Part of the problem of black markets, particularly for drugs (but not just for drugs) is that customers are dealing with criminals who are neither as honest nor as skilled as pharmacists. This means that drug buyers don't know what they are getting, and can overdose, sometimes fatally, when the mixture they have purchased contains drugs or quantities of drugs that they don't know about. As fentanyl has started to show up mixed into heroin, and to replace it, this seems to have been one of the big causes of inadvertent overdoses.
In Vancouver, an experiment is underway to make drugs safer by having pharmacists dispense them, in prescribed dosages. (Not everyone thinks this is a good idea.)
The NYT has the story:
Fentanyl From the Government? A Vancouver Experiment Aims to Stop Overdoses. A city on the forefront of harm reduction has taken the concept to a new level in an effort to address the growing toxicity of street drugs. By Stephanie Nolen
"the breadth of Vancouver’s services and interventions is almost unimaginable in the United States, less than an hour’s drive to the south.
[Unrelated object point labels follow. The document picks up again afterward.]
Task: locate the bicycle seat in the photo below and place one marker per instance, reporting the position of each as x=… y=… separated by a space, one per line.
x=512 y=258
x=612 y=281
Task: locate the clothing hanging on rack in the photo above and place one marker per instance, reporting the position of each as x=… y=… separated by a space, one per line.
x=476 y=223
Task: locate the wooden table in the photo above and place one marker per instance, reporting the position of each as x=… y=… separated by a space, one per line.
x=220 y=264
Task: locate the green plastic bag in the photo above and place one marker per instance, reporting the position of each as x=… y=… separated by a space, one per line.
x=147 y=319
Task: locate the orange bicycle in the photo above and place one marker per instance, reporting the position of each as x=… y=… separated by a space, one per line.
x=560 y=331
Supervised injection sites and biometric machines that dispense prescription hydromorphone dot the city center; naloxone kits, which reverse overdoses, are available free in every pharmacy; last year, a big downtown hospital opened a safer-use site next to the cafeteria, to keep patients who are drug users from leaving in order to stave off withdrawal.
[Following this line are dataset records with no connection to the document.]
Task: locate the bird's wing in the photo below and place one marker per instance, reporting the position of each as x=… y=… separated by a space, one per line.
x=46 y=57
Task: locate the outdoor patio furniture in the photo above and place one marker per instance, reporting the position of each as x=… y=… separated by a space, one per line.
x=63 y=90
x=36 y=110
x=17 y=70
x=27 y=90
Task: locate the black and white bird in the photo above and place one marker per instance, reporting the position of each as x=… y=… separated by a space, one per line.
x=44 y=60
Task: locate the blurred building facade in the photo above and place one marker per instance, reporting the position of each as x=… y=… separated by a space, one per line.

"And since April, Chris... has received pharmaceutical-grade fentanyl through the dispensary, which sells to those who can pay and provides free drugs through the program’s operational budget to those who cannot.
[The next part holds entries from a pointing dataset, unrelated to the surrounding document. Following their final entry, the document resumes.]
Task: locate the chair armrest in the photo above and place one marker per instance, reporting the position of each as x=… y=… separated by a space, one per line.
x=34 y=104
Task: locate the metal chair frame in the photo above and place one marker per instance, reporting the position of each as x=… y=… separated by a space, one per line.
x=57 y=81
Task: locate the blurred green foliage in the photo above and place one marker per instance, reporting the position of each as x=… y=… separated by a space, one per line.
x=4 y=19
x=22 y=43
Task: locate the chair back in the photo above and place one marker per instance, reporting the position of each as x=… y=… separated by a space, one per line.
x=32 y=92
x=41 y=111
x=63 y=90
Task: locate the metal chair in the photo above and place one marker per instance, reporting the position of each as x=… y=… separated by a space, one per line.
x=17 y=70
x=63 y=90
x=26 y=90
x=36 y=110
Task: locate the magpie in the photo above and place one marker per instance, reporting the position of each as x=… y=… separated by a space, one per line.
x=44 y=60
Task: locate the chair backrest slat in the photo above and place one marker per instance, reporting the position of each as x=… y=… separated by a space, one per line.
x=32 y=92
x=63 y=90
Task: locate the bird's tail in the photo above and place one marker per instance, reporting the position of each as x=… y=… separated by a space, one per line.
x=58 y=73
"The new program aims to provide a safer alternative to the fentanyl available on the streets, where the supply is increasingly lethal and is responsible for most of the overdose epidemic that was declared a public health emergency here six years ago.
"Dr. Christy Sutherland, a board-certified addiction medicine specialist who set up the program, said its goal was, first, to keep people from dying, and, second, to help bring stability to their lives so that they may think about what they might want to change."